June 26, 2003
Often we are told that leadership is the key to the success of any business or organization. What is leadership? Is it the same as management? And what separates would-be or so-so leaders from world-class leaders?
There are business leaders and there are business managers. And while some leaders are managers and some managers are leaders, many times leaders and managers are very different animals. All too often we fail to recognize these differences in our businesses' day-to-day operations.
Many U.S. companies are among the best-managed in the entire world. But when it comes to business leadership, we still have much to learn. We now have in place throughout the Western manufacturing industry an entire generation of mid- and upper-level managers whose sole goal is to preserve the current systems and to keep things the way they are, which is not the nature of leadership.
Leadership requires the creation of new systems and the vision to see something new, something beyond the status quo. Being a leader means taking calculated risks. Most managers instead focus on maintaining the status quo.
Leaders think outside the box and disrupt the status quo. They search for better, more efficient ways to do things. It is this type of thinking that can create dynamic teams and accomplish the goals you have set forth for your company's future. This is the kind of thinking that can move mountains. Leaders inspire, move, and remove multiple layers of management within an organization, shifting responsibility, forcing out the nonproducers and rewarding those who are the producers.
Leaders fully understand the value of self-management and self-motivation. They understand the value of empowerment.
Leaders have followers; managers have employees.
Leaders empower and inspire their followers. Managers only maintain command and control, many times to excess, thereby uninspiring employees.
Leaders do not seek stability, they look for flexibility.
Leaders set the course, inspiring their followers to solve their own problems and make their own decisions. Leaders teach their followers to be leaders in their own right and to better themselves, their companies, and those around them. Managers make decisions, solve problems as they arise, and give orders.
Leaders are always looking for better and more efficient ways of doing things. A manager just accepts the organization's makeup and culture and does all that he or she can to cement the company's status quo.
As leaders we always need to be looking for ways to access the brain trust we employ—the know-how and everyday skills of our people. Unfortunately, even the best of managers don't do well with this type of task, but leaders do!
To empower and inspire our managers to become leaders, we must go beyond hiring people with only fundamental management skills. We must look for candidates who exhibit a great deal of character and possess above-average leadership qualities in addition to management skills.

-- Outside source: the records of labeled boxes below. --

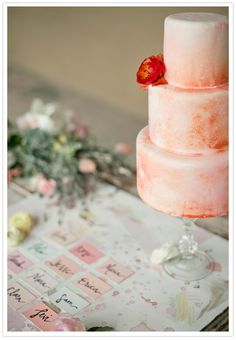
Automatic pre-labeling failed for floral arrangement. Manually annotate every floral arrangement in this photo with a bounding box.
[8,99,134,206]
[136,54,167,89]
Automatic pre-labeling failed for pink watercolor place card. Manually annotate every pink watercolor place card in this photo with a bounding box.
[96,259,133,283]
[24,268,57,293]
[46,255,82,279]
[70,242,103,264]
[7,250,32,273]
[49,287,89,315]
[7,280,35,310]
[46,228,77,246]
[23,302,58,331]
[74,273,112,300]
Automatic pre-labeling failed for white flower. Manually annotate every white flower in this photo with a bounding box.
[16,99,58,134]
[150,242,179,264]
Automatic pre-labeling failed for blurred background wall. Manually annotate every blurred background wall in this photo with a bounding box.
[8,7,228,120]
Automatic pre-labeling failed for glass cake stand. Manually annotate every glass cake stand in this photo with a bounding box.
[163,218,213,281]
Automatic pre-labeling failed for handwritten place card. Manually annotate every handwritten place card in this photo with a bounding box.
[70,242,103,264]
[46,228,77,246]
[23,302,58,331]
[96,259,133,283]
[75,273,112,300]
[7,250,32,273]
[24,268,57,293]
[26,240,55,260]
[46,255,82,279]
[49,287,89,315]
[7,280,35,310]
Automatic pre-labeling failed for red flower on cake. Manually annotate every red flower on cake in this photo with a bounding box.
[137,54,167,89]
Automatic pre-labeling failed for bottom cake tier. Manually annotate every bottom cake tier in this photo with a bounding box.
[136,127,228,218]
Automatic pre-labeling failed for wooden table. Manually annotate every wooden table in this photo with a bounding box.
[8,66,228,331]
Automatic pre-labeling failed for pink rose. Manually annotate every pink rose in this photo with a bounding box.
[53,314,86,332]
[78,158,96,173]
[37,174,57,196]
[115,143,132,156]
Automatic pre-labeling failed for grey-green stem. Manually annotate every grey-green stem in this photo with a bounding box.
[178,218,198,260]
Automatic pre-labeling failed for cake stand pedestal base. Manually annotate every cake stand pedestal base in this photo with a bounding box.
[163,251,213,281]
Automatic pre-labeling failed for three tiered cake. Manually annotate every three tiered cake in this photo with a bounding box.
[137,13,228,217]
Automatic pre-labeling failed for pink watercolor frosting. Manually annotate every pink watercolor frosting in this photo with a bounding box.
[136,127,228,218]
[136,13,228,218]
[148,84,228,153]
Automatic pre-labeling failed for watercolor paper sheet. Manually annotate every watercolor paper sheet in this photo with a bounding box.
[7,185,228,331]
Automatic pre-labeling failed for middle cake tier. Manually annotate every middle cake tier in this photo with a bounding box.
[148,84,228,154]
[136,127,228,218]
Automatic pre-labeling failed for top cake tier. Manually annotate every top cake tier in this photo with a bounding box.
[164,13,228,88]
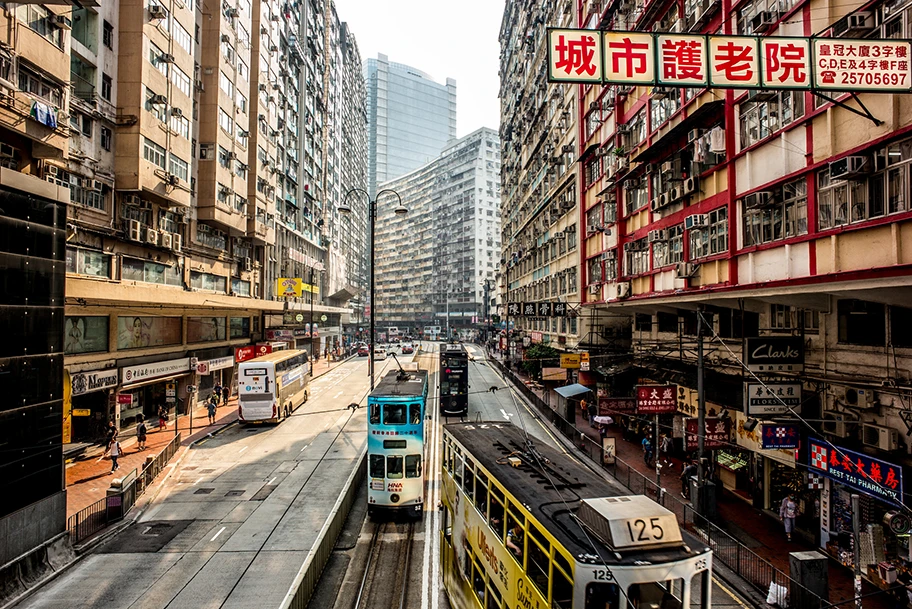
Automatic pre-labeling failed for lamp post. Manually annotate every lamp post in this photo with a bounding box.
[339,188,408,392]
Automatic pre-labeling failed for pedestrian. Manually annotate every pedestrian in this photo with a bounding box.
[105,440,123,472]
[681,461,697,499]
[136,418,146,450]
[779,493,798,541]
[641,436,653,465]
[206,394,218,425]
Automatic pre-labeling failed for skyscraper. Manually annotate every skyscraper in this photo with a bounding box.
[366,53,456,197]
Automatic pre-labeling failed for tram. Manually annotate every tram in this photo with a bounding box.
[440,422,712,609]
[367,368,428,516]
[437,343,469,417]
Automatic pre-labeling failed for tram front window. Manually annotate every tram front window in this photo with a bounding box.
[585,583,621,609]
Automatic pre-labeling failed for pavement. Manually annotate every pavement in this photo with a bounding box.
[66,358,346,518]
[496,350,895,609]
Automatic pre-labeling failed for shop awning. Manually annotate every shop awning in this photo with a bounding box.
[555,383,592,398]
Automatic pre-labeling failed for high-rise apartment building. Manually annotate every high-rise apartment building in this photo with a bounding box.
[375,128,500,329]
[365,54,456,197]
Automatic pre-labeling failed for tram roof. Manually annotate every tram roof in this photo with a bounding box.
[371,370,427,397]
[444,421,687,564]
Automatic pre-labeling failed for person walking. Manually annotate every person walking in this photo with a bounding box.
[136,417,146,450]
[779,493,798,541]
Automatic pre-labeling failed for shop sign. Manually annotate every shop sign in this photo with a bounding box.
[684,417,731,450]
[121,357,190,384]
[561,353,580,369]
[808,438,903,505]
[547,28,912,93]
[744,383,801,416]
[744,336,804,372]
[598,396,636,417]
[760,424,801,448]
[637,385,678,414]
[70,368,117,395]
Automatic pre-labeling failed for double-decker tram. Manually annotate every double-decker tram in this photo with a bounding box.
[367,369,428,516]
[440,422,712,609]
[238,349,311,423]
[437,343,469,417]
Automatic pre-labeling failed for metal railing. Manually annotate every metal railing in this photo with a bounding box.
[67,433,181,544]
[487,358,830,609]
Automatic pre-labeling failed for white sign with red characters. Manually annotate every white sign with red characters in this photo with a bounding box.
[814,38,912,91]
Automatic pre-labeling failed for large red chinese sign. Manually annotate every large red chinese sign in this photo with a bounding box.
[548,29,912,93]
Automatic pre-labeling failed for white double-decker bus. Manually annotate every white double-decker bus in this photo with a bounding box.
[238,350,311,423]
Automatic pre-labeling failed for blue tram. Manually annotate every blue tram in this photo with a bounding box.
[367,370,428,516]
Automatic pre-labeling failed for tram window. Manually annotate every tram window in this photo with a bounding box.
[627,579,684,609]
[383,404,407,425]
[405,455,421,478]
[488,489,504,541]
[584,582,621,609]
[475,472,488,516]
[526,540,551,598]
[386,455,402,478]
[370,455,386,478]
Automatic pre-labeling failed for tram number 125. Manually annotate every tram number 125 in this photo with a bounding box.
[627,518,665,543]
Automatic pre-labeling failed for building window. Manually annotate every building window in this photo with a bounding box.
[101,74,114,101]
[742,178,807,247]
[739,91,804,150]
[143,137,165,169]
[690,207,728,260]
[837,300,887,347]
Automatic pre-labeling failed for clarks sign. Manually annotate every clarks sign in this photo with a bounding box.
[745,336,804,372]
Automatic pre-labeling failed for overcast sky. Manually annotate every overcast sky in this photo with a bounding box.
[336,0,504,137]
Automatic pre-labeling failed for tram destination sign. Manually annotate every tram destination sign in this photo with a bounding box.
[548,28,912,93]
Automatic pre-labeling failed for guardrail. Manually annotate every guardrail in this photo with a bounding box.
[67,433,181,544]
[488,358,830,609]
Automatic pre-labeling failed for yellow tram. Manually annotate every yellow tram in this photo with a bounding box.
[440,422,712,609]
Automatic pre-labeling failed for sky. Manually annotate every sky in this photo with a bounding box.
[336,0,504,137]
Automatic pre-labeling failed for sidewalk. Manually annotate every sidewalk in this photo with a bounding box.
[66,358,346,518]
[498,354,893,609]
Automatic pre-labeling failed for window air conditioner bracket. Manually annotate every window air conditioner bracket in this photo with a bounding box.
[811,89,883,127]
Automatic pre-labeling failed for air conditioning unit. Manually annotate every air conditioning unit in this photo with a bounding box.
[127,220,143,242]
[742,190,776,209]
[684,214,706,230]
[822,411,851,438]
[861,423,899,450]
[837,387,874,408]
[830,156,869,180]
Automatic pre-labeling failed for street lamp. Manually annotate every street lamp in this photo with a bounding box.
[338,188,408,392]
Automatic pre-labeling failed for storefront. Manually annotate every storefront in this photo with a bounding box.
[115,357,191,429]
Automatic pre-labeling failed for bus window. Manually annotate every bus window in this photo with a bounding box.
[584,583,620,609]
[386,455,402,478]
[370,455,386,478]
[383,404,407,425]
[475,472,488,516]
[405,455,421,478]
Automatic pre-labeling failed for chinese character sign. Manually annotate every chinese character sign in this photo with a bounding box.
[548,30,602,82]
[814,38,912,91]
[637,385,678,414]
[709,36,760,88]
[658,34,708,87]
[808,438,903,505]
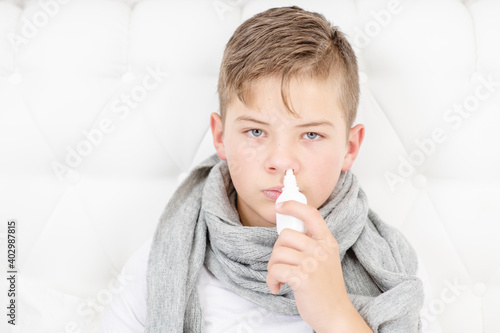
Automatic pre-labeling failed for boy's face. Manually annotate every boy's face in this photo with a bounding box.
[211,77,364,227]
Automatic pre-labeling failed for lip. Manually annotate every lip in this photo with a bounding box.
[262,185,283,201]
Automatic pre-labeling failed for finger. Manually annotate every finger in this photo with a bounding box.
[266,264,308,294]
[267,246,307,269]
[275,200,331,239]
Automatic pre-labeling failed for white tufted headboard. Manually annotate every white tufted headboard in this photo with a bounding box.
[0,0,500,333]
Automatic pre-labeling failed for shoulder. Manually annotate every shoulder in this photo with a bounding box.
[99,239,151,333]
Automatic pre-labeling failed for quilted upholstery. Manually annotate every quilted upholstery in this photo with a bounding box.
[0,0,500,333]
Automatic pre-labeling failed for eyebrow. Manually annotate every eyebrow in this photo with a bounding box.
[236,116,335,128]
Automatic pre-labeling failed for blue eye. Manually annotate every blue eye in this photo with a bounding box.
[249,129,263,138]
[304,132,319,140]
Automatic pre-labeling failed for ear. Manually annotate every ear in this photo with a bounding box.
[342,124,365,171]
[210,112,227,160]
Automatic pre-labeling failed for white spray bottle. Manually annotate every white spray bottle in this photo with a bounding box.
[276,169,307,234]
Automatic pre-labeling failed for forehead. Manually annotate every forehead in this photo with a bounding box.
[226,76,344,122]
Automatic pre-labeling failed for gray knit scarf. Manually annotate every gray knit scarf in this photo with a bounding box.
[145,155,423,333]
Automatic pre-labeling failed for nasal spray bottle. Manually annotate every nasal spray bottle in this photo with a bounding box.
[276,169,307,234]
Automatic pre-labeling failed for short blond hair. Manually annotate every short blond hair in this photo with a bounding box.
[217,6,359,129]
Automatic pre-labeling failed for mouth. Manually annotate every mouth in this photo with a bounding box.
[262,185,283,201]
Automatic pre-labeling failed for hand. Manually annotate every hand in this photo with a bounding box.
[266,201,371,332]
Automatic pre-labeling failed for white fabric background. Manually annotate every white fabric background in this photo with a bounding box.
[0,0,500,333]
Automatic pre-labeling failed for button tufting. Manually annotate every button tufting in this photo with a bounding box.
[122,72,135,84]
[359,72,368,83]
[412,174,427,190]
[473,282,486,297]
[177,172,188,184]
[469,71,481,84]
[9,72,23,86]
[66,170,81,185]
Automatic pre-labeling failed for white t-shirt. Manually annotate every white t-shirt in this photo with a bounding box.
[100,240,440,333]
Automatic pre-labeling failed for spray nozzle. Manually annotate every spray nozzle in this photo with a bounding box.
[283,169,297,189]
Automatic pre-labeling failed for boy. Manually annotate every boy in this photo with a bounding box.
[99,7,423,333]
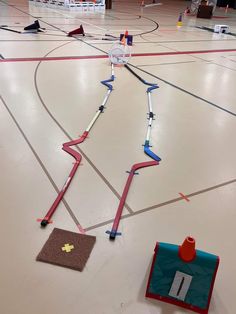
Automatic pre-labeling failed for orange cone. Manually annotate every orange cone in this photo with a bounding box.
[179,237,196,262]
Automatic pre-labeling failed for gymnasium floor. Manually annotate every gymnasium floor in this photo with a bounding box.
[0,0,236,314]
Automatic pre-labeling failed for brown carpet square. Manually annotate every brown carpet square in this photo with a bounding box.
[36,228,96,271]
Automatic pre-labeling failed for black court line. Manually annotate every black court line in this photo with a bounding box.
[0,39,74,42]
[129,63,236,116]
[84,179,236,231]
[0,95,79,225]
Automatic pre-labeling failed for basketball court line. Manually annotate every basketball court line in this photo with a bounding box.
[130,63,236,116]
[1,47,236,62]
[85,179,236,232]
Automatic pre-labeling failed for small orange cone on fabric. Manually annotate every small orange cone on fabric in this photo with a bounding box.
[177,13,183,26]
[179,237,196,262]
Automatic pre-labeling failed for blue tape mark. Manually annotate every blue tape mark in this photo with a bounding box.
[144,141,161,161]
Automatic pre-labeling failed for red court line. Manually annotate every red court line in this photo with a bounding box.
[0,49,236,63]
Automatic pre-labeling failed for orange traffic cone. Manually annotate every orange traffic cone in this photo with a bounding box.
[177,13,183,26]
[120,35,126,46]
[67,25,85,37]
[179,237,196,262]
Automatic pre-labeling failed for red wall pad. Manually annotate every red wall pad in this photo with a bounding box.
[106,161,159,240]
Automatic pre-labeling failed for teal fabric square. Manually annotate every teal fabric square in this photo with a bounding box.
[148,243,218,309]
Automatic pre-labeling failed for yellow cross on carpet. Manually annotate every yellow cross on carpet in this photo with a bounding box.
[61,243,74,253]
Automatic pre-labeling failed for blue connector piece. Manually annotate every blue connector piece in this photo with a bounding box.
[106,230,122,240]
[101,75,115,91]
[144,141,161,161]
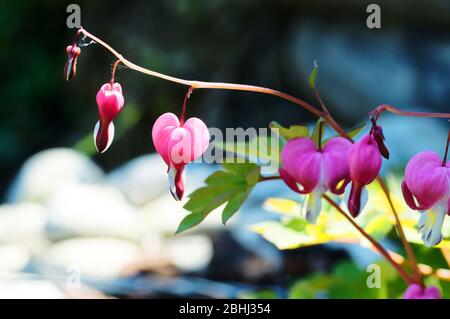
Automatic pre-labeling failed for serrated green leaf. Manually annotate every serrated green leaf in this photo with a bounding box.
[177,163,261,233]
[308,61,319,89]
[222,191,249,225]
[213,134,283,167]
[175,213,206,234]
[323,123,366,145]
[269,122,309,141]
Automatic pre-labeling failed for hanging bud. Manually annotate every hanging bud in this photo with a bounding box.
[370,118,389,159]
[94,83,124,153]
[64,44,81,81]
[347,134,382,217]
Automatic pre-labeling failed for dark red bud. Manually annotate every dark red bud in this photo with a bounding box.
[371,123,389,159]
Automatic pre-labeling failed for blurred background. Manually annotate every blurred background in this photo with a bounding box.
[0,0,450,298]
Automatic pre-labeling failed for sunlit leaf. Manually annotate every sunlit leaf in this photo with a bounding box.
[269,122,309,141]
[177,163,260,233]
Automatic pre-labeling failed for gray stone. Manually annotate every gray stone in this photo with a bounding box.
[6,148,103,203]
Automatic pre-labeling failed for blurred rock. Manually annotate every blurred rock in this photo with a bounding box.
[290,19,450,123]
[107,154,168,206]
[139,194,227,235]
[0,244,31,273]
[0,203,48,253]
[40,237,142,280]
[6,148,103,202]
[47,184,138,240]
[166,235,213,272]
[0,279,66,299]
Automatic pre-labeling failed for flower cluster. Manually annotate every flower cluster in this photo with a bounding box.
[280,127,385,223]
[280,122,450,246]
[64,28,450,299]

The real challenge is one that we all face, at all hiring levels in any organization—where to find them. And we must be able to recognize them when they are sitting before us.
Good leaders share many of the same characteristics and attributes. If we look closely enough at management candidates who possess leadership qualities, we will find these attributes:
Leaders also understand that trust is a two-way street. They must trust in themselves and their employees and they must earn their employees' trust. Leaders let those around them know and feel the commitment they hold for each employee and the organization. Leaders show their loyalty to the employees, the managers, and the company as a whole to earn the employees' loyalty.
The most profound differentiation between managers and leaders is the general unwillingness of managers to lead. They often are unable or unwilling to make the tough and unpopular decisions necessary and instead follow the path of least resistance. Many times this is the result of the manager's lack of leadership qualities. In other cases, it's the result of a manager being managed by a manager, usually a micromanager, rather than a leader.
Leaders and managers, if your company isn't doing as well as you'd like, or if morale is low, look first to yourself and see how well you measure up to your leadership role. Are you an inspiration or a demotivator? Do you possess integrity and hold your employees to the same standards? Do you empower your employees or micromanage? Do you have a vision that you've communicated effectively to your organization? Are you a leader?